REGARDING IDF intelligence, there has been mixed messaging about what it did or did not anticipate from Hamas.
On the one hand, the IDF, the cabinet and the country were caught flat-footed by the Hamas rocket assault against Jerusalem on May 10.
Also, the Israeli public was surprised by the number of times Hamas succeeded at penetrating the Iron Dome’s protection.
Hamas’s tactic of firing about 130 rockets at Tel Aviv and central Israel within a period of minutes was not something it had ever achieved before.
During Operation Protective Edge in 2014, it might have fired that many rockets at critical Israeli areas over several hours or a whole day, but not in minutes.
On May 15, IDF intelligence did tell the press it had warned the political echelon that Hamas might act rashly because of the canceled Palestinian elections, the Sheikh Jarrah land dispute, or if the police had placed new barriers at Damascus Gate.

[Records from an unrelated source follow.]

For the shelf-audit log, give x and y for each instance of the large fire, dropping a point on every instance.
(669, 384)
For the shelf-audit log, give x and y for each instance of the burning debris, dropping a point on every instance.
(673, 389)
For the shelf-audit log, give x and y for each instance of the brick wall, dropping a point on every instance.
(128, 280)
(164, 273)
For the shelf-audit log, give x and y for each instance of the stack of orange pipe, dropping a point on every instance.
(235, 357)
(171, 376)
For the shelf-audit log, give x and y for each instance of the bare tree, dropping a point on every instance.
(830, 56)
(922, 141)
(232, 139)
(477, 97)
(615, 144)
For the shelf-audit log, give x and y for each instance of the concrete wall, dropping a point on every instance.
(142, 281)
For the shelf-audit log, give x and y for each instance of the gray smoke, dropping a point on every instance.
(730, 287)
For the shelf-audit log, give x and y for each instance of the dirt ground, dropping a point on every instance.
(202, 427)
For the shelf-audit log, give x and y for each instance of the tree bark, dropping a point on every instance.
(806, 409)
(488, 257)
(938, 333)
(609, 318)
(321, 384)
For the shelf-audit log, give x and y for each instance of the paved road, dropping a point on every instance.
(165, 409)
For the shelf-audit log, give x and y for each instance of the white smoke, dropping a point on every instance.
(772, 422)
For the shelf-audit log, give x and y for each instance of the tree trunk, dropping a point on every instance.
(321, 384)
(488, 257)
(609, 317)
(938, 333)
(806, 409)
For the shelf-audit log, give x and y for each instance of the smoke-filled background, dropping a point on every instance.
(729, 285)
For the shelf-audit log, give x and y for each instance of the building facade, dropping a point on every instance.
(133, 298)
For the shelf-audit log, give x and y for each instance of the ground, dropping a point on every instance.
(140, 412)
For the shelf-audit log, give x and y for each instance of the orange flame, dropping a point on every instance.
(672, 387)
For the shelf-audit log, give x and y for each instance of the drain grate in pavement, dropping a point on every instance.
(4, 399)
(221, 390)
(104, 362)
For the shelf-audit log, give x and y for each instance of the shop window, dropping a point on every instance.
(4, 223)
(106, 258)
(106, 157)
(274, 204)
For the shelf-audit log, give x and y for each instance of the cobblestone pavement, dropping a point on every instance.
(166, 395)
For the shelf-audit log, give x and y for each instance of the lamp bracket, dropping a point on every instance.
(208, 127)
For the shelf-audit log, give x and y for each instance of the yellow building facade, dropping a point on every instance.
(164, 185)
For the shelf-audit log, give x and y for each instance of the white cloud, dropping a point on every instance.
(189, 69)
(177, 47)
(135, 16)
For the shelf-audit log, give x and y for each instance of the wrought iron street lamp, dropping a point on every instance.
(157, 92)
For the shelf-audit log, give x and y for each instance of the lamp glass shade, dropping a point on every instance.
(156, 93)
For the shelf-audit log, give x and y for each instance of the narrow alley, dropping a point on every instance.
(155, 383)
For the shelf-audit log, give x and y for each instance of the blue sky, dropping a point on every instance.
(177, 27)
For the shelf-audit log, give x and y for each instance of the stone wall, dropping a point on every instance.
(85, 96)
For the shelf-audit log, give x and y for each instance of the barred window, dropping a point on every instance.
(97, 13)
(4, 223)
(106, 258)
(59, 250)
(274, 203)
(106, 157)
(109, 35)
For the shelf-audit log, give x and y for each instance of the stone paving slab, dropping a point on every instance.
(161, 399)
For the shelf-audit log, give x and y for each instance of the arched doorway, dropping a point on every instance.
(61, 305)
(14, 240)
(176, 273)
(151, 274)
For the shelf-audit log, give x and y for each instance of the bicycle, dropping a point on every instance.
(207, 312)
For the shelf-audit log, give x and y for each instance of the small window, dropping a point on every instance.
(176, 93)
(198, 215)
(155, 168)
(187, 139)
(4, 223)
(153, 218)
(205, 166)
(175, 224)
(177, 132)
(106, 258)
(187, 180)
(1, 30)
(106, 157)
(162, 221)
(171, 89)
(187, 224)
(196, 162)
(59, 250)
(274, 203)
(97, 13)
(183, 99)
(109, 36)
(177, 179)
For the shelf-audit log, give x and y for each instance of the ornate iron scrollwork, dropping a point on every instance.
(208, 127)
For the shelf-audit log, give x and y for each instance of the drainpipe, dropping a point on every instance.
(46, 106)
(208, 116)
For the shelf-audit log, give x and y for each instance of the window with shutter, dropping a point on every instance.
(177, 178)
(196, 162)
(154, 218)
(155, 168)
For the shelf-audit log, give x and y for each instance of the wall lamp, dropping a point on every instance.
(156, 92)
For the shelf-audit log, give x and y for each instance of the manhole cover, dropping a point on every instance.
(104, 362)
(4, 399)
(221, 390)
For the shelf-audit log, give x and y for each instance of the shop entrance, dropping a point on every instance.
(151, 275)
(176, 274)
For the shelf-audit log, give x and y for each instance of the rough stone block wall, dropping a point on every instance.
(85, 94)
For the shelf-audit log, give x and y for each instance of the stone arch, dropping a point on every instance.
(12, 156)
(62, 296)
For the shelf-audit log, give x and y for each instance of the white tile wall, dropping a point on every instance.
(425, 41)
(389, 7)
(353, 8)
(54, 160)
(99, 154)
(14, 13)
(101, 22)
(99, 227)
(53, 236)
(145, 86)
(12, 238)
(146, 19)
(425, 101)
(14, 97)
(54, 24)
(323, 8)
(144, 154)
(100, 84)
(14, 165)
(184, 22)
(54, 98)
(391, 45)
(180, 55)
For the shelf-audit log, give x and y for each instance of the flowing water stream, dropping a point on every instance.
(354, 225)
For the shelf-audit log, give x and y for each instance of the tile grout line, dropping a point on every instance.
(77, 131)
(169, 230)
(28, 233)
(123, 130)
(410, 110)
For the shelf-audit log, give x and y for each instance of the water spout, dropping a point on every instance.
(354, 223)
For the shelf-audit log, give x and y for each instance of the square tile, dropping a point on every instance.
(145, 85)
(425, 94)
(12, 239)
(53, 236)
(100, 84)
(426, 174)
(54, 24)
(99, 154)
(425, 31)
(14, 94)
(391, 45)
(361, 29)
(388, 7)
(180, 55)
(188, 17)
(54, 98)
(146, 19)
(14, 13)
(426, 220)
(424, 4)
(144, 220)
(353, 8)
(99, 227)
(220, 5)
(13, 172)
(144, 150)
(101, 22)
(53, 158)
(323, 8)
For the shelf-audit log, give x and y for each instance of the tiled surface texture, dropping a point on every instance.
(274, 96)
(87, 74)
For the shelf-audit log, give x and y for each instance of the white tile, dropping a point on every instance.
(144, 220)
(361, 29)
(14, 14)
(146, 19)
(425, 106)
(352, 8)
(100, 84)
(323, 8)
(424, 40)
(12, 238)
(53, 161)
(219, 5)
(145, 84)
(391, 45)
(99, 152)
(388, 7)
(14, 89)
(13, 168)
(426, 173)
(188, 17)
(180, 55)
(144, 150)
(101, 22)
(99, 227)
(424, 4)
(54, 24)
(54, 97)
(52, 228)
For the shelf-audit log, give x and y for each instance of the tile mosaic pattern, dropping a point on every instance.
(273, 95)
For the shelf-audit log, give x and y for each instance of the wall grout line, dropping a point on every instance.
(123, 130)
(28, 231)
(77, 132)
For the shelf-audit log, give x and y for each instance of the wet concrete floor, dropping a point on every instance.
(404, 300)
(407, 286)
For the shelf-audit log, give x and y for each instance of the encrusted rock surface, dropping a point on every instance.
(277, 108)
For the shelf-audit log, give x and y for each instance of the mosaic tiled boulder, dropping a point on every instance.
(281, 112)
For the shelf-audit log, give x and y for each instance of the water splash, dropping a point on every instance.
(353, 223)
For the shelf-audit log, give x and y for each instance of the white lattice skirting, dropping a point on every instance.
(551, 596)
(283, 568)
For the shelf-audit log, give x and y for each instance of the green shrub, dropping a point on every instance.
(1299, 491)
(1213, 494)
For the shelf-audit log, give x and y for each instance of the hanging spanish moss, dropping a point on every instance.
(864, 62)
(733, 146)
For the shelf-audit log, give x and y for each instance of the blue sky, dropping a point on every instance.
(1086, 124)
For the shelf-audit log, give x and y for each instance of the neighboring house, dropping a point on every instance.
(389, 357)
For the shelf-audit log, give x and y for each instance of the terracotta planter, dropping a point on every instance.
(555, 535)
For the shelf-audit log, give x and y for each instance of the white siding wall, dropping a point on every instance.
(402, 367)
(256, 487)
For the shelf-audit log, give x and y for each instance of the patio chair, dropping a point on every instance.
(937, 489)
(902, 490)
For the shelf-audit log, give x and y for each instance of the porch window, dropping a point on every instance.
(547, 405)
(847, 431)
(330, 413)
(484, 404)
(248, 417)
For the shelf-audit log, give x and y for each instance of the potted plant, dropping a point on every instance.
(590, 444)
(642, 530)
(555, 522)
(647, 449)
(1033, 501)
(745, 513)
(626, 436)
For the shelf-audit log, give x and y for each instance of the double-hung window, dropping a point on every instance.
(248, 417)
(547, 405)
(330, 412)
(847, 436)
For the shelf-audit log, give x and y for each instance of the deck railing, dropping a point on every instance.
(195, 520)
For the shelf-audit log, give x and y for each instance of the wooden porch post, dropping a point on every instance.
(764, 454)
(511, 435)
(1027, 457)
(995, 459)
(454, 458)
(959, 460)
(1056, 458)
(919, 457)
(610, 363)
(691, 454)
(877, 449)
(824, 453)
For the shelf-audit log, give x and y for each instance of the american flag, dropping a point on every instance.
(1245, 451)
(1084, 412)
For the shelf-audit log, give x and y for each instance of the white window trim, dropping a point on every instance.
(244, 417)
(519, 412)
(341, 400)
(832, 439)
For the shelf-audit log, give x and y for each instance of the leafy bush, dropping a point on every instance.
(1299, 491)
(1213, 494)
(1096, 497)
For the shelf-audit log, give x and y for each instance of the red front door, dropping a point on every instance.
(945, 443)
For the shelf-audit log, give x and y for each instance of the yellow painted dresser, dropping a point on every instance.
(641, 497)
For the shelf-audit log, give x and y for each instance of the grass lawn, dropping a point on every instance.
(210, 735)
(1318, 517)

However, Netanyahu on Wednesday said Israel “didn’t expect a wide conflagration” as tensions rose in Jerusalem earlier this month.
With prior reports, before the rocket fire, that both the IDF and the Shin Bet had warned the cabinet about the tense situation, the overall thrust appears to be that there was a warning – but it was not strong enough for the cabinet to see rockets on May 10 as a sudden, concrete outcome.
Rather, the warnings were seen as generic and meant to cool things down from an uptick in tension, not necessarily to avoid a full-scale war.
While the cabinet can be blamed for not heeding the warnings, the IDF probably needed to warn more strenuously – and needs to admit that it missed the depth of the spike in anger on the Palestinian side.